Kajsa preguntaba y yo no sabía qué contestar. Me preguntaba por qué le encontrabamos encanto y nos sentíamos fascinados los demás por una ciudad maloliente, caótica, rápida pero lenta a la vez y en ruinas. Visto con un poco de distancia resulta complicado responder a esa pregunta.
Llegamos a la Habana al atardecer y en el trayecto del aeropuerto al hotel no pudimos ver gran cosa pero empezaba a insinuarse un ritmo de vida que palparíamos de pleno al despertar a la mañana siguiente.
Llegamos a la Habana al atardecer y en el trayecto del aeropuerto al hotel no pudimos ver gran cosa pero empezaba a insinuarse un ritmo de vida que palparíamos de pleno al despertar a la mañana siguiente.
El aeropuerto se encuentra a las afueras del municipio por lo que con el autobús atravesamos los barrios residenciales que rodean el centro histórico. Desde el autobús pudimosver casas, muchas casas, de una o dos plantas como mucho, con verjas en unas ventanas enormes a través de las cuales veíamos familias sentadas en círculo hablando, parejas sentadas en balancines mirando el televisor, niñas saltando a la comba, mujeres cocinando y hombres hablando.
Las calles estaban llenas de personas. Algunas paseando y otras simplemente de pie, esperando que algo sucediera que bien podía ser que bajara el calor o que llegaran tiempos mejores. No importa la hora del día, en Cuba siempre hay alguien esperando. En ese momento no lo sabíamos pero esa imagen iba a ser la que nos iba a acompañar durante todo el viaje.
Al llegar al hotel, cenamos algo rápido y malhumorados y nos metimos en la cama. Habíamos llegado al aeropuerto a las siete de la tarde y no pudimos meternos en la cama hasta las doce y media.
Habíamos chocado de repente con una de las características más importantes del país. Ya nos habían advertido de la hora cubana pero nunca imaginé que un tópico iba a ser tan cierto.
Habíamos llegado a una ciudad en la que el tiempo se había detenido. Ya lo habíamos observado viendo todas las personas en forma de estatua, sentadas y de pie esperando, pero a la mañana siguiente pudimos observar que todo era igual.
Miras a tu alrededor y ves la grandeza de una ciudad de arquitectura colonial poco conservada. En Cuba hay una ley que prohibe cambiar la apariencia exterior de los edificios históricos y tal vez bajo ese pretexto o tal vez porque al no haber propiedad privada nadie se responsabiliza de nada a duras penas se reforman y una vez iniciado el proceso puede extenderse más que la construcción de la Sagrada Familia.
La primera sensación que te da la ciudad es de haber llegado a un país en ruinas donde el tiempo se ha detenido para todos menos para los edificios que no pueden disimular el paso del tiempo. Probablemente esa es la imagen con la que se quedó mi hermana de once años.
Sin embargo, a medida que pasan las horas, te ves metido en un bullicio de gente que pasea alegre por las calles, de personas que te ofrecen paseos en coche, en caballo o bicileta, que venden manís e intentan ganar algo de dinero extra o personas que simplemente pasean y llegas a adaptarte a ese ritmo.

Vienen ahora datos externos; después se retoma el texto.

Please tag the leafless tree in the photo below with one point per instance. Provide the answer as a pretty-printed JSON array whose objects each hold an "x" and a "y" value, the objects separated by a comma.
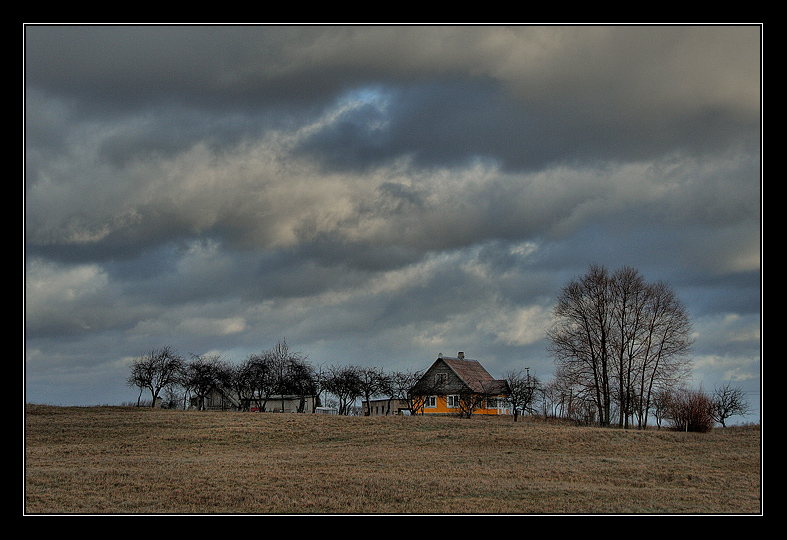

Para mi llegó como una sorpresa. La gente que me conoce sabe que soy histérica, cuadriculada y planificadora, por lo que al llegar me sentía especialmente desorientada y estresada pero fue sentarme en la Bodeguita del Medio, tomarme un mojito y empezar a sentir un cambio en el paso del tiempo y la valoración que hacemos de él. No es nada metafísico y tampoco creo que tuviera ninguna relación con el alcohol, simplemente, no tienes ningún sitio al que llegar, nada más importante que hacer que lo que estás haciendo y logras encontrar un equilibrio bastante increible.
Acerca de la gente, no sé bien bien a qué se debe su idiosincrasia pero esa genitleza, humildad, alegría y humor te hacen cambiar de parecer. De alguna forma, al hablar con personas de la ciudad, preguntandote si estás disfrutando, diciéndote que la arquitectura es increible y que fue el mejor regalo de los españoles y que la brisa paseando por el Malecón es incomparable tu visión cambia.
Donde antes veías suciedad, ruinas, balcones a punto de caer y calor, empiezas a ver la ciudad con otro color, priopio de la tranquilidad y de la despreocupación que te embriagan.
Cuando llegas a ese punto, en el que a tu alrededor solo ves lo bueno y en el que no vale la pena mirar el reloj y te encuentras a ti mismo de pie esperando que algo pase, sabes que has logrado comprender un poquito la ciudad y de ahí el encanto viene solo.